You can use different `.env` files for different environments:

```python
import os
from dotenv import load_dotenv

# Load environment-specific configuration
env = os.getenv('APP_ENV', 'development')

if env == 'production':
    load_dotenv('.env.production')
elif env == 'staging':
    load_dotenv('.env.staging')
else:
    load_dotenv('.env.development')

from aiecs.tools.statistics.data_profiler_tool import DataProfilerTool
data_profiler = DataProfilerTool()
```

**Example `.env.production`:**
```bash
# Production settings - optimized for comprehensive analysis
DATA_PROFILER_DEFAULT_PROFILE_LEVEL=comprehensive
DATA_PROFILER_OUTLIER_STD_THRESHOLD=2.5
DATA_PROFILER_CORRELATION_THRESHOLD=0.8
DATA_PROFILER_MISSING_THRESHOLD=0.3
DATA_PROFILER_ENABLE_VISUALIZATIONS=true
DATA_PROFILER_MAX_UNIQUE_VALUES_CATEGORICAL=100
```

**Example `.env.development`:**
```bash
# Development settings - optimized for testing and debugging
DATA_PROFILER_DEFAULT_PROFILE_LEVEL=basic
DATA_PROFILER_OUTLIER_STD_THRESHOLD=3.0
DATA_PROFILER_CORRELATION_THRESHOLD=0.7
DATA_PROFILER_MISSING_THRESHOLD=0.5
DATA_PROFILER_ENABLE_VISUALIZATIONS=false
DATA_PROFILER_MAX_UNIQUE_VALUES_CATEGORICAL=20
```

### Best Practices for .env Files

1. **Never commit .env files to version control** - Add `.env` to your `.gitignore`:
   ```gitignore
   # .gitignore
   .env
   .env.local
   .env.*.local
   .env.production
   .env.staging
   ```

2. **Provide a template** - Create `.env.example` with documented dummy values:
   ```bash
   # .env.example
   # Data Profiler Tool Configuration
   
   # Default profiling depth level
   DATA_PROFILER_DEFAULT_PROFILE_LEVEL=standard
   
   # Standard deviation threshold for outlier detection
   DATA_PROFILER_OUTLIER_STD_THRESHOLD=3.0
   
   # Correlation threshold for identifying strong relationships
   DATA_PROFILER_CORRELATION_THRESHOLD=0.7
   
   # Missing value threshold for quality assessment
   DATA_PROFILER_MISSING_THRESHOLD=0.5
   
   # Whether to enable visualization generation
   DATA_PROFILER_ENABLE_VISUALIZATIONS=true
   
   # Maximum unique values for categorical analysis
   DATA_PROFILER_MAX_UNIQUE_VALUES_CATEGORICAL=50
   ```

3. **Document your variables** - Add comments explaining each setting

4. **Use load_dotenv() early** - Call it at the very top of your entry point, before any aiecs imports

5. **Format values correctly**:
   - Strings: Plain text: `standard`, `comprehensive`, `basic`
   - Floats: Decimal numbers: `3.0`, `0.7`, `0.5`
   - Integers: Plain numbers: `50`, `100`
   - Booleans: `true` or `false`

## Configuration Options

### 1. Default Profile Level

**Environment Variable:** `DATA_PROFILER_DEFAULT_PROFILE_LEVEL`

**Type:** String

**Default:** `"standard"`

**Description:** Default profiling depth level when no specific level is specified. This determines the comprehensiveness of the data profiling analysis.

**Supported Levels:**
- `basic` - Basic statistical summaries and simple quality checks
- `standard` - Standard profiling with quality assessment (default)
- `comprehensive` - Comprehensive analysis with detailed patterns
- `deep` - Deep analysis with advanced statistical methods

**Example:**
```bash
export DATA_PROFILER_DEFAULT_PROFILE_LEVEL=comprehensive
```

**Level Note:** Higher levels provide more detail but take longer to process.
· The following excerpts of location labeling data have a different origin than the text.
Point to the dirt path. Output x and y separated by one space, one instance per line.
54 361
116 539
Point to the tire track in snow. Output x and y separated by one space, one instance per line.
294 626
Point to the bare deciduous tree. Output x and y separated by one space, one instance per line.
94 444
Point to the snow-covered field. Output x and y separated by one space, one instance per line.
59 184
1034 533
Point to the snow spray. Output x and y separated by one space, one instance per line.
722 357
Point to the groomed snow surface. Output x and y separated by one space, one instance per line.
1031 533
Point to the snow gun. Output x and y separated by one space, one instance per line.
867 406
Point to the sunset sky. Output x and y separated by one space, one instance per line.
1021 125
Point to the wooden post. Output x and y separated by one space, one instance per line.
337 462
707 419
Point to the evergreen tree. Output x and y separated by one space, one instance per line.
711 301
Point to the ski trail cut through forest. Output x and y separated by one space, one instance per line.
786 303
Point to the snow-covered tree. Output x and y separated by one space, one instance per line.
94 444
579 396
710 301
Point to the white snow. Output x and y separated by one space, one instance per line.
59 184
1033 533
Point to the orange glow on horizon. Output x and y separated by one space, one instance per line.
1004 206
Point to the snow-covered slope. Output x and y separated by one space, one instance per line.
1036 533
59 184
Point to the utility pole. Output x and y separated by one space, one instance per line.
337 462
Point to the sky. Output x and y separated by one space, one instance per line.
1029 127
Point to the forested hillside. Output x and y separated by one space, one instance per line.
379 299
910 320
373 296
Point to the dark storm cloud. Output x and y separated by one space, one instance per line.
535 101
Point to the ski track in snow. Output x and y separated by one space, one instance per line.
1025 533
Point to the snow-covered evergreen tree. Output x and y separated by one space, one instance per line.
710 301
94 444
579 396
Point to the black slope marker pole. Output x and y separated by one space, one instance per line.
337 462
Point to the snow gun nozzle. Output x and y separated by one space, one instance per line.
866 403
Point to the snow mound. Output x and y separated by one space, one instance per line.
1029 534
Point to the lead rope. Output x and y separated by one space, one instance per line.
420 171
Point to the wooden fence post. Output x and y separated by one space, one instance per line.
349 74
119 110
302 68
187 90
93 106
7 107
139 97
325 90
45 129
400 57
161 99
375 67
### 2. Outlier STD Threshold

**Environment Variable:** `DATA_PROFILER_OUTLIER_STD_THRESHOLD`

**Type:** Float

**Default:** `3.0`

**Description:** Standard deviation threshold for outlier detection. Values beyond this threshold are considered outliers using the Z-score method.

**Common Values:**
- `2.0` - Strict outlier detection (more outliers detected)
- `2.5` - Moderate outlier detection
- `3.0` - Standard outlier detection (default)
- `3.5` - Lenient outlier detection (fewer outliers detected)

**Example:**
```bash
export DATA_PROFILER_OUTLIER_STD_THRESHOLD=2.5
```

**Threshold Note:** Lower values detect more outliers, higher values are more lenient.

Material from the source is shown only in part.